Jean-Pierre Saw – Ce titre intrigant introduit le dernier ouvrage de Paul Widmer1, ancien ambassadeur suisse et auteur de nombreux écrits sur la diplomatie et son histoire. Cependant, le titre allemand rend mieux justice à l’essence du texte: « Die Schweiz ist anders – oder sie ist keine Schweiz mehr ». En français, il peut être reformulé ainsi : « La Suisse vit de ses spécificités – sans elles, elle n’existe plus ».
Si, pour une fois, l’auteur a fait traduire son livre, ce n’est pas uniquement en raison de son succès outre-Sarine, mais surtout parce qu’il estime que le temps presse. À force de s’aligner sur l’Union européenne (UE) et l’OTAN, la Suisse risque d’y perdre son âme. Concrètement, la reprise d’un droit étranger appliqué par un tribunal extérieur ébranle la démocratie directe, puisque le souverain ne pourrait plus librement s’opposer à des changements futurs. Et ce n’est là qu’un exemple.
Pour Widmer, l’identité suisse repose sur quatre piliers : la démocratie directe, le fédéralisme, la neutralité armée permanente – un clin d’œil à l’initiative sur laquelle nous aurons à nous prononcer – et le multilinguisme. Ces principes garantissent que le peuple ait le dernier mot, que les décisions soient prises au niveau local, que le gouvernement n’entraîne pas le pays dans des aventures périlleuses, et que l’équilibre entre les minorités historiques soit respecté.
Loin de se cantonner à des concepts abstraits, le diplomate plonge dans l’histoire pour éclairer la complexité originelle de son pays. Rien que par ses différentes appellations, notre pays intrigue : Suisse ? Confédération helvétique ? Helvétie ? Switzer-land ? Pourquoi parle-t-on de Banque nationale d’un côté et de Conseil fédéral de l’autre ? Ces spécificités trouvent leurs racines dans l’histoire.
Widmer raconte : « Ce qui s’est passé autour de 1300 dans la Suisse primitive est surprenant. Partout en Europe, les seigneurs étendaient leurs domaines territoriaux et créaient des États dynastiques verticaux. Pour la Suisse primitive, c’est l’inverse qui s’est produit. Des paysans se sont associés pour défendre leurs libertés.
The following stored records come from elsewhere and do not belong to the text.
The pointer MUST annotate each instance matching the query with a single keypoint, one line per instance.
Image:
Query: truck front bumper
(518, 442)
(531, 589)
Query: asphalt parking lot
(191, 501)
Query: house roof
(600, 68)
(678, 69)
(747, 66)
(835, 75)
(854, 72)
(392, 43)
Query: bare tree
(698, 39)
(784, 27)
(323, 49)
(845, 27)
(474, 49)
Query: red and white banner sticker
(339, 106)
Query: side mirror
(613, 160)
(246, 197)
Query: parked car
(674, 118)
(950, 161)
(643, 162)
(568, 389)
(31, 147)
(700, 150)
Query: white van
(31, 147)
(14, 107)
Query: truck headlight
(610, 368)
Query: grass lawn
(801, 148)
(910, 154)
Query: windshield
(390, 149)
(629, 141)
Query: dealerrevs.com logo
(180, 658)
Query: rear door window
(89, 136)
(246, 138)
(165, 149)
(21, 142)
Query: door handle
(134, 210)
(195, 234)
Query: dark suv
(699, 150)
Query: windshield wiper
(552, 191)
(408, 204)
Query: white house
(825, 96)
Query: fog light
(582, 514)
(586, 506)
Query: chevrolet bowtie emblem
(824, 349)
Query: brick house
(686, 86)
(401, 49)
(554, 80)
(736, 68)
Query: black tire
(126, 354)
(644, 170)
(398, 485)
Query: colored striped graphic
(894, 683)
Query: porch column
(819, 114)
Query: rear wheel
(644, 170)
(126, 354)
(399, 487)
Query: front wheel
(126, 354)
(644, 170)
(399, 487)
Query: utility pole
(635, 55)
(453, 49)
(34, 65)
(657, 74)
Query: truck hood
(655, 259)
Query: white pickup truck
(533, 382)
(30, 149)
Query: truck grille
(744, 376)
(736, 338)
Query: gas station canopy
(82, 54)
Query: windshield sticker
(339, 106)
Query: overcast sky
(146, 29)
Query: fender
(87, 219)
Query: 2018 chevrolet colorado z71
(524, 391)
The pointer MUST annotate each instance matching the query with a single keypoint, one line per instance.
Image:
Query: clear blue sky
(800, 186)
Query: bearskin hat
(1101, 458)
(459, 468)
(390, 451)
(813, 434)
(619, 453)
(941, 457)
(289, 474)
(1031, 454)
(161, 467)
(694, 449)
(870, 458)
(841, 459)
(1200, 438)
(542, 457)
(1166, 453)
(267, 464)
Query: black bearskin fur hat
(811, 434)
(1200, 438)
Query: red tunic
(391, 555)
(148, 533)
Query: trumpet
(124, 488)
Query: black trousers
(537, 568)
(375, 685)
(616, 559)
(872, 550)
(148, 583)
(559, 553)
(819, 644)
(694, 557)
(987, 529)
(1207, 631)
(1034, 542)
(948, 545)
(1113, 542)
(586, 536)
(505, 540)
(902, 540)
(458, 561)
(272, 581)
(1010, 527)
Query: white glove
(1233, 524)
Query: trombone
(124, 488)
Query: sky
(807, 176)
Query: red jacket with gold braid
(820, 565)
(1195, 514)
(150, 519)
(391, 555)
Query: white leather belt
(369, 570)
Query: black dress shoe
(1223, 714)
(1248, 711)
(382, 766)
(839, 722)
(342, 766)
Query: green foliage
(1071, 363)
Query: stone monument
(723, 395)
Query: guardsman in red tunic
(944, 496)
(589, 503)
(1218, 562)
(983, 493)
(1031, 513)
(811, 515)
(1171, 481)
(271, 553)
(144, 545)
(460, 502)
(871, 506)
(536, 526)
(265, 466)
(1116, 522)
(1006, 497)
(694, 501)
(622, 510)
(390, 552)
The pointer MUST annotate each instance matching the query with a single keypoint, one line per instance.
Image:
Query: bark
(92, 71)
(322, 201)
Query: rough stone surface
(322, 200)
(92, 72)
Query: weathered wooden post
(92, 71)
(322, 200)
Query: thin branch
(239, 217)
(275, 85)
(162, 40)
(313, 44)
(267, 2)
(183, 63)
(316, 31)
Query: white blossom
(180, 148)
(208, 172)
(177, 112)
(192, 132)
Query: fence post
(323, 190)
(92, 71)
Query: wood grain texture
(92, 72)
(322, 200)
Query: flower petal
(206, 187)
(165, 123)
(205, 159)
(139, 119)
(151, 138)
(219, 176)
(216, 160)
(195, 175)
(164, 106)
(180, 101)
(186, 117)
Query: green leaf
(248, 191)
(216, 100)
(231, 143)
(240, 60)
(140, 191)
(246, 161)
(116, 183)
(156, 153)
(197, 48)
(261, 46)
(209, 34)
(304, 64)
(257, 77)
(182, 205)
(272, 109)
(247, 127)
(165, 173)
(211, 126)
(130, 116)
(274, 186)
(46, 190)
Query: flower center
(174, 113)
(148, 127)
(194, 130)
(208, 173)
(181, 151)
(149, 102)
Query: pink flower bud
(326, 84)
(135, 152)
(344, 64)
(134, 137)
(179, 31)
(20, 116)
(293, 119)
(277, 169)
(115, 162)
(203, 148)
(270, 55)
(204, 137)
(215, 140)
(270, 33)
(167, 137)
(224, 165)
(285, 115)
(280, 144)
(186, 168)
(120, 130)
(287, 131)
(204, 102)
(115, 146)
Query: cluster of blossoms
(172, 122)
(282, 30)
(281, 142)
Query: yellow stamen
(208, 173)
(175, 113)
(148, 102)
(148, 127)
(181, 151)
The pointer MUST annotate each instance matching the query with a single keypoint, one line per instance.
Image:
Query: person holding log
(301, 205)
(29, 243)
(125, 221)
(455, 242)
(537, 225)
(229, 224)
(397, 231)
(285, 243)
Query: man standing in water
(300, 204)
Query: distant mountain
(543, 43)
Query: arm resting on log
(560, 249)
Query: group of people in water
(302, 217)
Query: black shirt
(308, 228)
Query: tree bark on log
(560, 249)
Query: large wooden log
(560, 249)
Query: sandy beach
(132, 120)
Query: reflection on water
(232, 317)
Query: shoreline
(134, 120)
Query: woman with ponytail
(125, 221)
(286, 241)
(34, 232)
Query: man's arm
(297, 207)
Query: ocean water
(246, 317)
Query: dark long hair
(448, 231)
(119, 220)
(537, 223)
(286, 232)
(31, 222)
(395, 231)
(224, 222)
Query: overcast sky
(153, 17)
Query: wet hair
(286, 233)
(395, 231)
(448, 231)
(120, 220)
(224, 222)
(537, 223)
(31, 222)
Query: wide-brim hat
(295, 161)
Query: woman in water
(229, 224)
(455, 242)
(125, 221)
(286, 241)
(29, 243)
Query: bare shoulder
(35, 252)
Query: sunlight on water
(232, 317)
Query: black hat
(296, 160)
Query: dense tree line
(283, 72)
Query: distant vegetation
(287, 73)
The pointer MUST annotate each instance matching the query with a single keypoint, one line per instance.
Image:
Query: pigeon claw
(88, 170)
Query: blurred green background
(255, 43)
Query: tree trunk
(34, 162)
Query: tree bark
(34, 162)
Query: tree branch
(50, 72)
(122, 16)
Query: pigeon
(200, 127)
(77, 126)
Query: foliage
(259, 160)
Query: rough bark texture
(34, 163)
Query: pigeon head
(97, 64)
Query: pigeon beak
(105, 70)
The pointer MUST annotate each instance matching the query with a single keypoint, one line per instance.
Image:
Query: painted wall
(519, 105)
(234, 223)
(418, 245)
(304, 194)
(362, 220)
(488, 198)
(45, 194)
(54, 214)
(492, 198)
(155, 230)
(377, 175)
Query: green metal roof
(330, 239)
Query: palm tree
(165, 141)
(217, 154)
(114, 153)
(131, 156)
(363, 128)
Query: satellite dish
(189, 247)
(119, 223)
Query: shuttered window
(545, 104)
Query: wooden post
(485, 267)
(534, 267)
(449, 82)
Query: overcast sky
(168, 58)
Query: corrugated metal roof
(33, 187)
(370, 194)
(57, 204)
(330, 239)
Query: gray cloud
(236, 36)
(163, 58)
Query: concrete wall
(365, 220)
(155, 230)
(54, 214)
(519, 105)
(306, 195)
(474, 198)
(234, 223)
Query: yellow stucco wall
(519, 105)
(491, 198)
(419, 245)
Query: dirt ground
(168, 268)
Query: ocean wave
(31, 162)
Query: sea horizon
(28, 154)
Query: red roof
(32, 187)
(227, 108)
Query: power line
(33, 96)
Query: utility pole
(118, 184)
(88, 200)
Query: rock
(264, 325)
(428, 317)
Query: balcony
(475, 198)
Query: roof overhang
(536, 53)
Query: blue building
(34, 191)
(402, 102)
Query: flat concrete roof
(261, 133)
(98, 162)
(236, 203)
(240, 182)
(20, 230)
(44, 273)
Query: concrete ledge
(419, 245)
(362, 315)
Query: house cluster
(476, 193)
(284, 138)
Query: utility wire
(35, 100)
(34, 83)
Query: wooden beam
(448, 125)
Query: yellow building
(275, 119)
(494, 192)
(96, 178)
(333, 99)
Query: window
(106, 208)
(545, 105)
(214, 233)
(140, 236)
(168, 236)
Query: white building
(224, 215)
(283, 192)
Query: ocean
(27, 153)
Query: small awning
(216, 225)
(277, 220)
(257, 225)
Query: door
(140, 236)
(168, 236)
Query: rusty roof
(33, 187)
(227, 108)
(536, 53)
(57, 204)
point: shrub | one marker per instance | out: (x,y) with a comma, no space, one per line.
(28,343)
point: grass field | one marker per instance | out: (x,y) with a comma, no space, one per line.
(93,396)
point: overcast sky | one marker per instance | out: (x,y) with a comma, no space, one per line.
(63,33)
Or il ne s’agissait pas de libertés individuelles, mais de privilèges collectifs, obtenus par des communautés. Ces paysans exigeaient pour ce faire le droit de résistance, par la violence si nécessaire. (…) Ils voulaient être soumis à leurs propres lois. »
D’une alliance entre Confédérés est née cette Confédération, qui se transformera en une fédération de cantons. « C’est précisément la faiblesse de la structuration de son État qui fait la force de la Suisse en tant que nation. Ce rapport insolite entre État et nation constitue le paradoxe helvétique : l’un diminue, lorsque l’autre augmente. » Et d’ajouter : « On ressent souvent l’État comme un mal : un mal nécessaire, mais un mal », même si, de plus en plus, « c’est désormais l’administration qui impose ».
Derrière la formation de la Suisse, se cache une certaine vision anthropologique : celle d’un être humain responsable, formant une communauté déployant un certain mode de vie. Notre pays pourrait, s’il le souhaitait, modestement servir de modèle non seulement à ceux qui, même confusément, aspirent à la liberté, mais également pour une réforme de l’Union européenne ou pour restaurer la paix dans les régions qui aspirent à plus d’autonomie. Paul Widmer idéalise-t-il la Suisse ? On pourrait répondre que ce sont parfois des projections qui influencent l’Histoire, et que, pour une fois, la Suisse ne fait pas exception. —


Paul Widmer, L’identité suisse au défi, éditions des Syrtes, 2024.